Alguém poderá perguntar onde ficou, então, a “verdade bíblica”. A inerrância bíblica não se refere às letras, mas ao sentido que a Escritura mediante a interpretação na comunidade de fé propõe para a nossa salvação (DV, n. 11). Um erro ou uma palavra omitida em alguma forma do texto não põe em perigo, como às vezes ainda se pensa, a salvação. A fé se alimenta da Palavra de Deus em sua totalidade, ultrapassando a letra da Bíblia. O apego à letra não salva ninguém (2Cor 3,6). O reconhecimento de uma tradução bíblica pelo Magistério refere-se à sua autenticidade jurídica, não à autenticidade crítica.18 18 Cf.
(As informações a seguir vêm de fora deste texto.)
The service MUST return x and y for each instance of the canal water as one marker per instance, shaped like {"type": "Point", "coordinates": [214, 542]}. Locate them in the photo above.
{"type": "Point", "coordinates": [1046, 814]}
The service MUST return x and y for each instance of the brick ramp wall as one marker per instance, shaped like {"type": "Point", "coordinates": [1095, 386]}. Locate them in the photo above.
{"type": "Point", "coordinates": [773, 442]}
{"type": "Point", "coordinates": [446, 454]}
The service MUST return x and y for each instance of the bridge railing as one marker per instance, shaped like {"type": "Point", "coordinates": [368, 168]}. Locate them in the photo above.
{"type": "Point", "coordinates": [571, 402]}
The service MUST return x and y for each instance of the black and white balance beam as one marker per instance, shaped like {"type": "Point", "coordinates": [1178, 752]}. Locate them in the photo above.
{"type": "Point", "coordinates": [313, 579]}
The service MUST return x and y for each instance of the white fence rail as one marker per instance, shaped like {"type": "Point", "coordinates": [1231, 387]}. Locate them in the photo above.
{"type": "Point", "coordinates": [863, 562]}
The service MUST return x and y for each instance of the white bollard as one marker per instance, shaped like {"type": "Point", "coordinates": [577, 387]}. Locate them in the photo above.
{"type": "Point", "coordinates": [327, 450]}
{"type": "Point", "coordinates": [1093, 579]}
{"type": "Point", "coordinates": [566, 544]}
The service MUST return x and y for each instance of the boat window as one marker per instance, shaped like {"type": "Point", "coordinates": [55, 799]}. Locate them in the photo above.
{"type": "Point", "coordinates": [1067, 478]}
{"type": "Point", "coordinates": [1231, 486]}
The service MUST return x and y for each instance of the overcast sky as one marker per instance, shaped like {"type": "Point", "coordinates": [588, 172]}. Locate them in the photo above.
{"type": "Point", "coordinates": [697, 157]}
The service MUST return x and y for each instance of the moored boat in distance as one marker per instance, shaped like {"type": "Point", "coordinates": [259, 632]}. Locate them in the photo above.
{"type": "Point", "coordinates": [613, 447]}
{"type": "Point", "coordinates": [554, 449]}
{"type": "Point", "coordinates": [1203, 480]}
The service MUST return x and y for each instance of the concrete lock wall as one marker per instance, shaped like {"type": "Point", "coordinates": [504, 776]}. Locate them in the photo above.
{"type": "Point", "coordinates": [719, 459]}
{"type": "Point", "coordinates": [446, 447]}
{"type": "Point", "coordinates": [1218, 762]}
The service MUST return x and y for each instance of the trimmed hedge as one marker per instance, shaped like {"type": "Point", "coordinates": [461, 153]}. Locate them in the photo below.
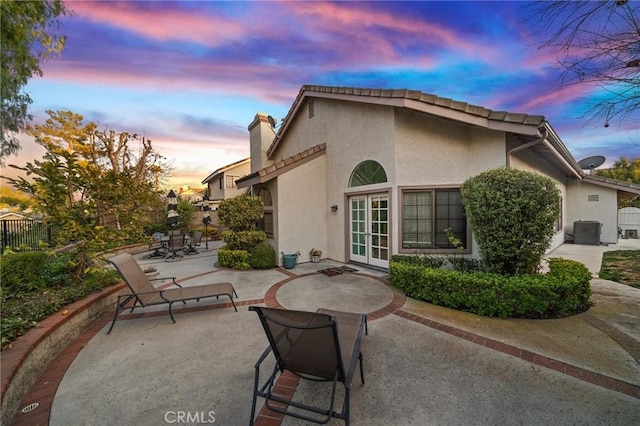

Pio XII, na Divino Afflante Spiritu (1943), n. 14: “ Nem vá alguém pensar que o sobredito uso dos textos originais, feito segundo as regras da crítica, é contrário a quanto o concílio de Trento sabiamente decretou a respeito da Vulgata latina. [...] Quanto à Vulgata, se o concílio Tridentino ordenou que ela fosse a tradução latina que todos usassem como autêntica, primeiro, este decreto, como todos sabem, é só para a Igreja latina, e para o uso público da Escritura; depois, em nada diminui a autoridade e valor dos textos originais.[...] Portanto esta autoridade preeminente ou autenticidade da Vulgata decretou-a o concílio não principalmente por motivos de crítica, mas antes pelo uso legítimo que dela se fez na Igreja durante tantos séculos; uso que prova estar ela, no sentido em que a entendeu e entende a Igreja, completamente isenta de erros no que toca à fé e aos costumes; de modo que, como a mesma Igreja atesta e confirma, se pode nas disputas, preleções e pregação alegar seguramente e sem perigo de errar; por isso esta autenticidade propriamente não se chama ‘crítica’ mas ‘jurídica’.” Disponível em: <http://w2.vatican.va/content/pius-xii/pt/encyclicals/documents/hf_p-xii_enc_30091943_divino-afflante-spiritu.html>. Acesso em: 29 out. 2019. O texto da Bíblia é um instrumento, um dos veículos dos quais a onitranscendente autocomunicação de Deus se serve para nos envolver em seu divino diálogo de amor. Não devemos colocar o texto da Bíblia no lugar de Deus: seria idolatria.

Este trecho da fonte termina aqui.